AMERICA Act
- Long title: Advertising Middlemen Endangering Rigorous Internet Competition Accountability Act
- Announced in: the 118th United States Congress
- Number of co-sponsors: 10

Legislative history
- Introduced in the United States Senate by Mike Lee (R–UT) on March 30, 2023; Committee consideration by United States Senate Committee on the Judiciary;

= AMERICA Act =

U.S. bipartisan antitrust proposal

The Advertising Middlemen Endangering Rigorous Internet Competition Accountability (AMERICA) Act (S.1073) is a proposed bipartisan antitrust bill in the United States Congress. The legislation was introduced by Senator Mike Lee (R-UT) in the 118th Congress on March 30, 2023.

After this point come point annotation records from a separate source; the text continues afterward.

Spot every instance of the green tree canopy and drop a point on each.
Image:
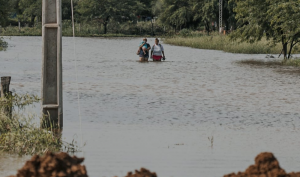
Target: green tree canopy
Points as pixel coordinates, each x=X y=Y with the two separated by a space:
x=275 y=19
x=104 y=10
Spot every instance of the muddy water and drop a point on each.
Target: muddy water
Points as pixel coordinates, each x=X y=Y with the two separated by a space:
x=163 y=116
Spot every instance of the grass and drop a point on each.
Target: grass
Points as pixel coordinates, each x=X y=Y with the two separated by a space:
x=223 y=42
x=87 y=29
x=291 y=62
x=22 y=135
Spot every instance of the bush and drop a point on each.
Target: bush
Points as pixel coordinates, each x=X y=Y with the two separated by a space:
x=22 y=135
x=221 y=42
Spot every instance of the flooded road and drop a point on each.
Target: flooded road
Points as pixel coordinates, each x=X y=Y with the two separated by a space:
x=163 y=116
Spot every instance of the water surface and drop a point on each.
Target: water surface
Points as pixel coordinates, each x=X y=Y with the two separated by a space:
x=162 y=116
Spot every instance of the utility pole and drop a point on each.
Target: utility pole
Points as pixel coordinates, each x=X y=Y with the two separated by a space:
x=220 y=16
x=52 y=103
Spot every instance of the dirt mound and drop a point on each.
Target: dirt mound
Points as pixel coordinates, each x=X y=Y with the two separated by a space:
x=266 y=165
x=143 y=173
x=53 y=165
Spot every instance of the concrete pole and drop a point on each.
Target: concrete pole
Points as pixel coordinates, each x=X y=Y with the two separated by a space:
x=6 y=94
x=52 y=103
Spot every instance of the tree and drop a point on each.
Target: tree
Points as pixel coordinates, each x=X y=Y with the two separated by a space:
x=274 y=19
x=205 y=11
x=284 y=16
x=176 y=13
x=104 y=10
x=31 y=9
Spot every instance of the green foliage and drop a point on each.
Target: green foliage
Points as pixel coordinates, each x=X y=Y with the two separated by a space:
x=176 y=12
x=277 y=20
x=221 y=42
x=103 y=11
x=22 y=135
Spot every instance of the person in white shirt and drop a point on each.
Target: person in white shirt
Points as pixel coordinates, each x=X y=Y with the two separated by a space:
x=157 y=51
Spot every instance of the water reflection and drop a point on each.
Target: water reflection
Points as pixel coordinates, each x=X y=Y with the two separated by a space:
x=134 y=113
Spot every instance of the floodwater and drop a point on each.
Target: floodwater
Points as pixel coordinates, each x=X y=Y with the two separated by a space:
x=197 y=114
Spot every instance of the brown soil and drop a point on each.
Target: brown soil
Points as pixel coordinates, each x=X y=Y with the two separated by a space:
x=143 y=173
x=266 y=165
x=53 y=165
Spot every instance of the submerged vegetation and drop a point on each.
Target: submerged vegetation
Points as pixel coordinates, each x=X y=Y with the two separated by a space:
x=291 y=62
x=22 y=134
x=222 y=42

The legislation aims to combat monopoly power in the advertising technology (adtech) market and has been characterized as an effort to rein in Google and Facebook's dominance in the sector. The legislation is roughly equivalent to legislation proposed by Lee in the 117th Congress.

== Background ==
The bill has been characterized as an effort to rein in Google and Facebook's dominance in the advertising technology sector. Google and Facebook controlled an estimated 48.4% of spending in the digital advertising market as of 2022. In January 2023, the United States Department of Justice filed an antitrust suit against Google over alleged anti-competitive conduct in the digital advertising sector.

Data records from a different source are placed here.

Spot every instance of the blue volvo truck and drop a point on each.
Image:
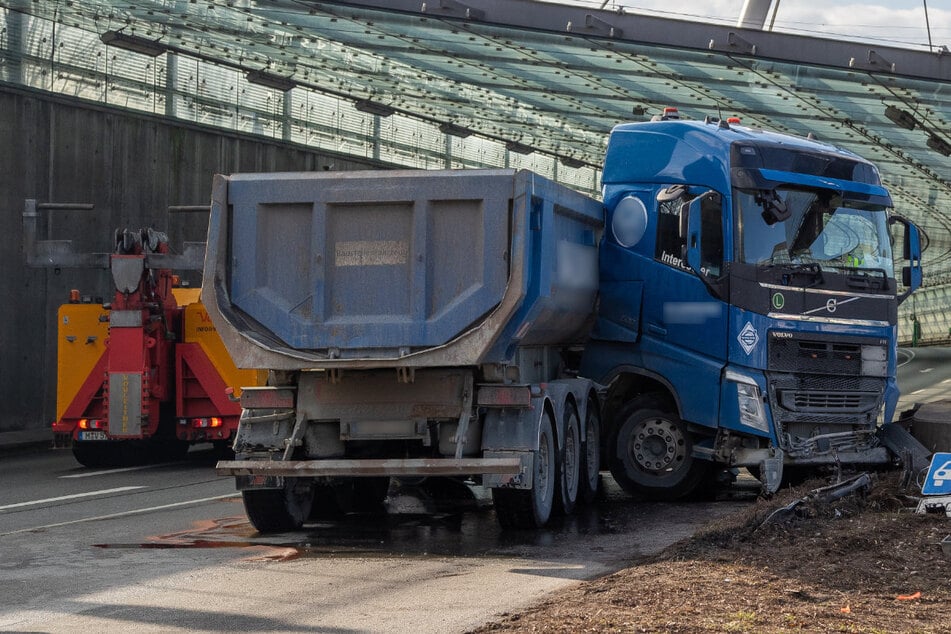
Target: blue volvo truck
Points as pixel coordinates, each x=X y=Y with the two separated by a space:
x=731 y=302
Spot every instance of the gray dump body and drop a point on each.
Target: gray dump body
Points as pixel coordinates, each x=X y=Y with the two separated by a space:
x=398 y=268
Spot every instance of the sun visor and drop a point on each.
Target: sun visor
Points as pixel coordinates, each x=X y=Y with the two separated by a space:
x=767 y=179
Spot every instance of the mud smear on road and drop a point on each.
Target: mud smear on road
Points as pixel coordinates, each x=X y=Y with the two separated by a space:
x=417 y=524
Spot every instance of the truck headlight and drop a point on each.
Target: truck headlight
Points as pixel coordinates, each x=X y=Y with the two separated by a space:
x=751 y=406
x=749 y=401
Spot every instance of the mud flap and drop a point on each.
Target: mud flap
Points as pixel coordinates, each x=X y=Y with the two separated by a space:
x=771 y=472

In the 117th Congress, Lee introduced the Competition and Transparency in Digital Advertising Act (CTDA), which Lee described as "functionally identical" to the AMERICA Act. The CTDA received six Senate cosponsors in the 117th Congress.

== Provisions ==
The AMERICA Act would specifically amend the Clayton Antitrust Act of 1914 “to prevent conflicts of interest and promote competition in the sale and purchase of digital advertising”. The bill would specifically prohibit companies with more than $20 billion in annual digital advertising revenue from owning more than one type of digital advertising service, while companies with more than $5 billion in annual digital advertising revenue that "provide brokerage services to buyers or sellers of digital advertisements" would be required to "act in the best interest" of their brokerage customers. The rules would be enforced by the DOJ, state attorneys general, and private right of action.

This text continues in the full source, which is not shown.